Alison Weir would agree generally good but don't Blood and Roses unless you're REALLY interested, I don't know how I managed to finish it so dry.

Queen Emma and the Vikings is an amazing book. Harriet O'Brien. She was a right goer (Emma, not Harriet Grin)

Batteriesallgone · 20/11/2016 16:11

Cromwell tried to put up his son as the next leader. Didn't go down well. Charles II was in exile being just so jolly and people thought if we're going to have inherited leaders lets get the king back, at least he knows how to do pomp and ceremony and pow wow with other monarchs.

TheCountessofFitzdotterel · 20/11/2016 16:12

Can I just say, I think the thing with Philippa Gregory isn't that she doesn't do the research - she seems to me to be perfectly on top of the detail in many cases. I think the problem is that rather than choosing the most likely possibility in each case she goes for the most sensational even where it's actually almost certainly wrong. A lot of her dubious stuff does have a basis in the sources or modern scholarship, it's just they're gossipy biographies from 100 years later, or fairly imaginative works of history.

vickibee · 20/11/2016 16:13

Was Cromwell kind of like a president then, was he elected? I know he lead the winning side of the army in the civil war

Batteriesallgone · 20/11/2016 16:15

I think Phillipa Gregory is being quite old fashioned in her attempt to fill the role of storyteller mixing facts and fiction.
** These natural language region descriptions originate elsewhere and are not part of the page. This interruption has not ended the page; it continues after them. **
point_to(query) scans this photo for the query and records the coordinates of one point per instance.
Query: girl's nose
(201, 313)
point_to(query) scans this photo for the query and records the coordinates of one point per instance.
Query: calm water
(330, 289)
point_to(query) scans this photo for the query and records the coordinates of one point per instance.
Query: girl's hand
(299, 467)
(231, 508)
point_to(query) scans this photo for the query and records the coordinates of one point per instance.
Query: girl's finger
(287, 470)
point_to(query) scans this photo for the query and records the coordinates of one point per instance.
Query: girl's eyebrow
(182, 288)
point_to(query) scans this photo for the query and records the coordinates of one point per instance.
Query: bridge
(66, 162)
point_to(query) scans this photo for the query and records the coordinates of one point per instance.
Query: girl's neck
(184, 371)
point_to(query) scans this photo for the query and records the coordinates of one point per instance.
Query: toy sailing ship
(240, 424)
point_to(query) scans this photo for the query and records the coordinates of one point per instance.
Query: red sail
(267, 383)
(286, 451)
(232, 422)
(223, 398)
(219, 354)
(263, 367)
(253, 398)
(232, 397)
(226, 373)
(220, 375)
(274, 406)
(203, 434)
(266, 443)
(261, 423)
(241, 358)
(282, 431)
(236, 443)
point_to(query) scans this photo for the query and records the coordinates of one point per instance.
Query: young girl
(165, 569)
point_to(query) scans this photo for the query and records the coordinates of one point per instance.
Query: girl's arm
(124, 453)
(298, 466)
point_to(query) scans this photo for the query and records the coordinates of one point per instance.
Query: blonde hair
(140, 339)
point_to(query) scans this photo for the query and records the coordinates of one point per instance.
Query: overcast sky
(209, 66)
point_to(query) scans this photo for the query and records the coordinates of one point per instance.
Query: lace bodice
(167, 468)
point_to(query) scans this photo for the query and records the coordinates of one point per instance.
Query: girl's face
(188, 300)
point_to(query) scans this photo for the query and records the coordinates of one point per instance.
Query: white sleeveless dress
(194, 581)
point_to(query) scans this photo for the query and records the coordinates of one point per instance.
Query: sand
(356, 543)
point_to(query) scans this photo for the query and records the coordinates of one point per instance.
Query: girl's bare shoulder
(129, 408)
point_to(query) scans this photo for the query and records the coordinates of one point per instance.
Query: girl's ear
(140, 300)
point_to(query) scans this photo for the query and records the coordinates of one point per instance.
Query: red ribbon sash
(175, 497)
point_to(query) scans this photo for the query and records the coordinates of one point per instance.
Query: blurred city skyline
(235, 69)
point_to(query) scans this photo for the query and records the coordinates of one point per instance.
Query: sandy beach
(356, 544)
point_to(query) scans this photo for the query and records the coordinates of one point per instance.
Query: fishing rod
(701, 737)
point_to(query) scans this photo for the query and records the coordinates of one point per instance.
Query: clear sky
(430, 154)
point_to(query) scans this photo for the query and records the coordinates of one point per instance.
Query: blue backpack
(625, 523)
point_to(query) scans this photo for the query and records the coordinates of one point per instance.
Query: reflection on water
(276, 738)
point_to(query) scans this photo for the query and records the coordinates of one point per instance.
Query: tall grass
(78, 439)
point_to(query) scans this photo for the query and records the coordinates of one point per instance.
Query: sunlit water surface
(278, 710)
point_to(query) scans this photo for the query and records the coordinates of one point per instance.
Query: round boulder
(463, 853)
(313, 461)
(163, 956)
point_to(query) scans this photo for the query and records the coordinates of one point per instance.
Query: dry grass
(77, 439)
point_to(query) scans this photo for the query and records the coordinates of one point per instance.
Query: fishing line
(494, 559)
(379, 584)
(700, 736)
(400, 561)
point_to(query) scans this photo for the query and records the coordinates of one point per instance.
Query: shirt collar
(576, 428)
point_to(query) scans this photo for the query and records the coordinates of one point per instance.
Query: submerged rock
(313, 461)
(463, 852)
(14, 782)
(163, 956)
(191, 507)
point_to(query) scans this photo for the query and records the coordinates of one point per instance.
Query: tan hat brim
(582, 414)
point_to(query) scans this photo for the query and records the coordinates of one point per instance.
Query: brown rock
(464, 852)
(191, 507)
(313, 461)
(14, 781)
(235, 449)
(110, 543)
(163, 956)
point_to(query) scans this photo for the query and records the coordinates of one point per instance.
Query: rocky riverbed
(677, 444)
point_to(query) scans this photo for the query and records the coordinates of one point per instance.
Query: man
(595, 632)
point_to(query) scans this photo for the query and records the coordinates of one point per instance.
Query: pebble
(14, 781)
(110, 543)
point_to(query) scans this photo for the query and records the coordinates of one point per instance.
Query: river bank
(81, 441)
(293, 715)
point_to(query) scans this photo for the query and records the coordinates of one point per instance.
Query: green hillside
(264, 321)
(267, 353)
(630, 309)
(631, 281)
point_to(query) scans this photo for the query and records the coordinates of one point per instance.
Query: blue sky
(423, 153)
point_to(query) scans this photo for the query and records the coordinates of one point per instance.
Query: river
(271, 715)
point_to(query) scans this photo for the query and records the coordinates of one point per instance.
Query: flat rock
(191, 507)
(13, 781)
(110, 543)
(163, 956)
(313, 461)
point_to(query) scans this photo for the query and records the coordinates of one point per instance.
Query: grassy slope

She's like the old ones who used to travel between grand houses - talk about kings, we all love a bit of monarchy TICK, witches, they're good for a yarn TICK etc

In many ways the stories she tells though not factually accurate are close to what would have been believed by ordinary people at the time. Which in itself is a fascinating insight.

TheHiphopopotamus · 20/11/2016 16:18

Sorry songbird Blush her books are really one of my bugbears though, especially The White Queen which I threw across the room in frustration.

countess I think you're absolutely right in what you say, but her portrayal of Mary Boleyn was verging on the hagiographic. By all accounts, Mary was a bit of a goer, and there was no suggestion that any of her children were Henry VIII's. But yes, she takes gossip and tries to portray it as the truth.

sashh · 20/11/2016 16:19

I've also always wondered who first thought to milk an animal and then decide it was a good idea for humans to drink it.

It was probably goats first, the reason female goats are called nanny goats is that they can be trained to feed children / babies.

When every day is a battle to eat any possible protein would be tried surely.

A person hungry to the point of starvation will give anything remotely edible a go. In WWII in mainland Europe people made soup using wallpaper because there was a tiny nutritional value in the paste, they tried eating shoes, acorns all sorts of things.

Batteriesallgone · 20/11/2016 16:23

Cromwell was a driving force behind the New Model Army (a more organised fighting force). One of the key features of the New Model Army was that to some extent leadership was awarded on merit (good at fighting and organising) rather than title (Duke Watsit gets to lead the army because he's a Duke).

Cromwell was a General and part of the council leading the parliamentarians and ended up as a kind of President figure, yep.

But loads of ordinary people still believed in the monarchy, and bloodline, even though Charles I had been a bit of a twat. His wife was blamed for a lot of the troubles, conveniently being both female and catholic so clearly a wrong un.